Strengthened Board of Directors and Scientific Advisory Board: In April 2018, Magenta announced the addition of Amy Ronneberg, President of Be The Match BioTherapies, to its Board of Directors. Megan Sykes, M.D., Professor of Medicine and Professor of Microbiology & Immunology and Surgical Sciences at Columbia University Medical Center, joined Magenta’s Scientific Advisory Board in April 2018, and Bruce Blazar, M.D., Regents Professor of Pediatrics in the Division of Blood and Marrow Transplantation at the University of Minnesota, joined Magenta’s Scientific Advisory Board in June 2018.

Raised $52 Million in Series C Financing: In April 2018, Magenta completed a Series C financing, raising $52 million. The oversubscribed Series C financing was led by Casdin Capital, with participation from new investors EcoR1 Capital, Eventide Asset Management, Watermill Asset Management and additional long-term institutional investors. Existing investors Be the Match BioTherapies and Access Industries also participated.

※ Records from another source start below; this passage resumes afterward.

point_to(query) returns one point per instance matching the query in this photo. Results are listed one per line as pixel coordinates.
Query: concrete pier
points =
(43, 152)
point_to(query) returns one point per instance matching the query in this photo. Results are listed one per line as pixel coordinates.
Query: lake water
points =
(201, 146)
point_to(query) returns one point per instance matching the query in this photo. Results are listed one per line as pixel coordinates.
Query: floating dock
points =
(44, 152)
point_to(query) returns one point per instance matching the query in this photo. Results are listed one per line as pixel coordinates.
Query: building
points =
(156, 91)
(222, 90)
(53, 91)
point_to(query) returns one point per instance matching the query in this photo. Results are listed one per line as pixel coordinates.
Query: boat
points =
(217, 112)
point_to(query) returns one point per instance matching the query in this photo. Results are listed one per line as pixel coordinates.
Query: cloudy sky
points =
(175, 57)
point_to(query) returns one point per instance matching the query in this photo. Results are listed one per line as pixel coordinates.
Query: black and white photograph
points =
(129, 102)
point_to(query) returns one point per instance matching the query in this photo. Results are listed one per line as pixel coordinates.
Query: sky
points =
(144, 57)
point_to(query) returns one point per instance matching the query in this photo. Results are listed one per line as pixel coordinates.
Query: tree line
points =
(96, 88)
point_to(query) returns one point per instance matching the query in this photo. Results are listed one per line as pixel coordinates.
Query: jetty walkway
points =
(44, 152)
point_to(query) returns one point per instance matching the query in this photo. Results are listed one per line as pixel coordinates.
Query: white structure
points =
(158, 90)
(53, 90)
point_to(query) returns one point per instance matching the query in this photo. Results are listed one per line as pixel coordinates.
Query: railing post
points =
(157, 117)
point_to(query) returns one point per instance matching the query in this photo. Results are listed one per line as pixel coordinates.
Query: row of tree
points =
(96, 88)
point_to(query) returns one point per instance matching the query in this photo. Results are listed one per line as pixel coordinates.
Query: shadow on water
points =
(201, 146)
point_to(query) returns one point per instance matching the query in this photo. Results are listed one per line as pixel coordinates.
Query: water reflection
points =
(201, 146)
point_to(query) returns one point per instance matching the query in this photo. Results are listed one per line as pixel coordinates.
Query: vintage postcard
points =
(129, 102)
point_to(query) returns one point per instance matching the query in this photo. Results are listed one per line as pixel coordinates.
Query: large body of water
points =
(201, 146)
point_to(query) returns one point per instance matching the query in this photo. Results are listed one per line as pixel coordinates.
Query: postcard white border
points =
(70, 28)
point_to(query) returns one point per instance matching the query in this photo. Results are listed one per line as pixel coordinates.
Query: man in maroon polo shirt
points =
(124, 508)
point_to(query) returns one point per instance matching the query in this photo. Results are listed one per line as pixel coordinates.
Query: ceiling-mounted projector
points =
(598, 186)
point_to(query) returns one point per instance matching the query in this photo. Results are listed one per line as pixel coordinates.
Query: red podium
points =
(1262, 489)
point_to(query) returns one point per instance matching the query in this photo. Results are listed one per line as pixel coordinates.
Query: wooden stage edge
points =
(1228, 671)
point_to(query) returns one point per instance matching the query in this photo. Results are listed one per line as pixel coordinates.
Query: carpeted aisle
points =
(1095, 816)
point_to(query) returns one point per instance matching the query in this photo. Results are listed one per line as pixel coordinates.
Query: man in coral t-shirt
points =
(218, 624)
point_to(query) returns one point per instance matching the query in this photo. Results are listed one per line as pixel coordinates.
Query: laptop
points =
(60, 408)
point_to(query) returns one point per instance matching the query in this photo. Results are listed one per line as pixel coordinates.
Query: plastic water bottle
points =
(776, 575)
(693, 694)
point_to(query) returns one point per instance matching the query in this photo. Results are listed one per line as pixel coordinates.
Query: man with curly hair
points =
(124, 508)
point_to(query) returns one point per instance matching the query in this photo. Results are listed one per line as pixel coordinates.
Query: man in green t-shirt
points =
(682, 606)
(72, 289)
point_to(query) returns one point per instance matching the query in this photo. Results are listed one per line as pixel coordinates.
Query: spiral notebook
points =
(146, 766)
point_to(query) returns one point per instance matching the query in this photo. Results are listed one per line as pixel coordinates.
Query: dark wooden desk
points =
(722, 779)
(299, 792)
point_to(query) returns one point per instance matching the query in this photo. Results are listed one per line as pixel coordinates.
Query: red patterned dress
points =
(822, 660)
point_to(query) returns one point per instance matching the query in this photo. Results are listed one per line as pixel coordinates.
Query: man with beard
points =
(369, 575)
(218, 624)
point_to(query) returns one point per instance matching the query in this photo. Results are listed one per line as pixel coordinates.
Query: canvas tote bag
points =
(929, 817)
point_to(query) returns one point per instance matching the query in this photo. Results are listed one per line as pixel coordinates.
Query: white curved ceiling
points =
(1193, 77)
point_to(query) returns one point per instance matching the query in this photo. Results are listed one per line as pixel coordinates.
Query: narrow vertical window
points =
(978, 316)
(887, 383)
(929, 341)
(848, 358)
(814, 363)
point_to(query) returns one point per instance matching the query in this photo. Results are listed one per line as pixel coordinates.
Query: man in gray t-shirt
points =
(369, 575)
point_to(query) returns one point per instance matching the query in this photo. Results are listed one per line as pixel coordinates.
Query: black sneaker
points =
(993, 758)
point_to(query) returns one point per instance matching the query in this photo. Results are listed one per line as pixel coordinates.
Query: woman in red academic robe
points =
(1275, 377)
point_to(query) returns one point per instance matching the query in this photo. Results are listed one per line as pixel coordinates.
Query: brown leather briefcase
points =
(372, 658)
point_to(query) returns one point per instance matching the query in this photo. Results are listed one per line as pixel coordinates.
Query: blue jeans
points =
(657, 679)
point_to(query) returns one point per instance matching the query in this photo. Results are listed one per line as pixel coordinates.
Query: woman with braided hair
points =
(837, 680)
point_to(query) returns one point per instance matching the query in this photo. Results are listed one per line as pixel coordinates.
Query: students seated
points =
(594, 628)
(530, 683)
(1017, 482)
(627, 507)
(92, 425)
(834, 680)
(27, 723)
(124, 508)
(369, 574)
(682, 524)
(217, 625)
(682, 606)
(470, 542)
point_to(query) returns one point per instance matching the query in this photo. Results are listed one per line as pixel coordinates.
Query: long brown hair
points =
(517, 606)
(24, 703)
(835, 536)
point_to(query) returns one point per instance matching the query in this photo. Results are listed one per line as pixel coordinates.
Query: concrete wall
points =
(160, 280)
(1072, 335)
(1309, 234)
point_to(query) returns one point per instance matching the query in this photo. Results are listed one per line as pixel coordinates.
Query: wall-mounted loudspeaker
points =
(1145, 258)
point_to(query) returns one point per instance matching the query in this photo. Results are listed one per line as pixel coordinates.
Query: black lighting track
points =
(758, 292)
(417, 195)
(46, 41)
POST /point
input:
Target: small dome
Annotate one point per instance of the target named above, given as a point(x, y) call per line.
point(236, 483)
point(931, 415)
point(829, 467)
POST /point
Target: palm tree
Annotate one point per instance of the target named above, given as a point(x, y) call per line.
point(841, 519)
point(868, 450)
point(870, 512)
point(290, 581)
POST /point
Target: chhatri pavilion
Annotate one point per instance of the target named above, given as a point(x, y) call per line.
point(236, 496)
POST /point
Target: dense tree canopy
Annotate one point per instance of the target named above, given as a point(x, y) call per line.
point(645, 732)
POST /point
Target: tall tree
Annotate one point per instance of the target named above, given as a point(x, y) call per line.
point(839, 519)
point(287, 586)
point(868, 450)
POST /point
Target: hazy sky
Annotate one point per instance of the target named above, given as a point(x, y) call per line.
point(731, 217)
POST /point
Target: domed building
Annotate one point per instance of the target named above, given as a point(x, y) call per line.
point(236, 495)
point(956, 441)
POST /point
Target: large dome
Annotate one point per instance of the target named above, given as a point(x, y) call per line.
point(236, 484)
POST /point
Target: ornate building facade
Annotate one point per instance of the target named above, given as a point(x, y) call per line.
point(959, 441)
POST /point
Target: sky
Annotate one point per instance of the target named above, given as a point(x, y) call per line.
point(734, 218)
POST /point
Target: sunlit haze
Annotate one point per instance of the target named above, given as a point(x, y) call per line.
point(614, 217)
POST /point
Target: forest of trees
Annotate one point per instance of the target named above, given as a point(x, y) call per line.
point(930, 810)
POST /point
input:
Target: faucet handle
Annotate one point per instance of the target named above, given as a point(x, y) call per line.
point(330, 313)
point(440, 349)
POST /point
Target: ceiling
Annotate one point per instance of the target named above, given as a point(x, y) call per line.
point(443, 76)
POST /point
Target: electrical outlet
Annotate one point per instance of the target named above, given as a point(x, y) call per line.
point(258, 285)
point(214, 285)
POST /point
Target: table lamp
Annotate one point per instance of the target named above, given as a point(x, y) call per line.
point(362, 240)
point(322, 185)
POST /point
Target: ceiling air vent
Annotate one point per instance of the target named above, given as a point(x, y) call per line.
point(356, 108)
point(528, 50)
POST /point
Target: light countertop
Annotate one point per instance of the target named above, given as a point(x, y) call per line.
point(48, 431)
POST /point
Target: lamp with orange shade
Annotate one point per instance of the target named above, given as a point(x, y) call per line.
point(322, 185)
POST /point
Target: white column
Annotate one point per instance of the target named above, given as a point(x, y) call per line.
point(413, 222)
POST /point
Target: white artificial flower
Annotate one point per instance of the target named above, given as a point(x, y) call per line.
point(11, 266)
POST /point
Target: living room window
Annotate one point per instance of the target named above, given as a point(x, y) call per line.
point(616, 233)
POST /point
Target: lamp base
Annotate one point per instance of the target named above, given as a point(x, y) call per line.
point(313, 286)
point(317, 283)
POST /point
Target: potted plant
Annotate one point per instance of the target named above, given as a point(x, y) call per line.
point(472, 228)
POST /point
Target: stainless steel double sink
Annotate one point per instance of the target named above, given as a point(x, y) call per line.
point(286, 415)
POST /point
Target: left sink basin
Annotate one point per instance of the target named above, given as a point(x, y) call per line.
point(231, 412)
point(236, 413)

Successfully Completed Initial Public Offering: In June 2018, Magenta successfully completed an initial public offering of 6,666,667 common shares at $15.00 per share, raising net proceeds of $90 million.

Financial Results:

Cash Position: Cash and cash equivalents as of June 30, 2018, were $173.4 million compared to $51.4 million on December 31, 2017. The increase is primarily driven by proceeds from the $52 million Series C preferred stock financing completed in April 2018, and net proceeds of $90 million from Magenta’s IPO completed in June 2018. Magenta anticipates that its cash and cash equivalents will be sufficient to fund operations and capital expenditures through at least the first quarter of 2020 on the Company’s current business plan.

Research and Development Expenses: Research and development (R&D) expenses were $9.7 million in the second quarter of 2018, compared to $13.8 million for the same period in 2017. The decrease was largely due to the prior year cost of in-licensing technology related to the rights to MGTA-456, partially offset by increased R&D personnel costs associated with the growth of the Company, the advancement of the MGTA-456 Phase 2 clinical trial and continued progression of the Company’s pipeline.

General and Administrative Expenses: General and administrative (G&A) expenses were $4.3 million for the second quarter of 2018, compared to $1.9 million for the same period in 2017. The increase was largely due to increased G&A personnel costs associated with the growth of the Company and professional fees related to supporting operations as a public company.

Net Loss: Net loss was $13.7 million for the second quarter of 2018, compared to net loss of $15.7 million for the same period in 2017.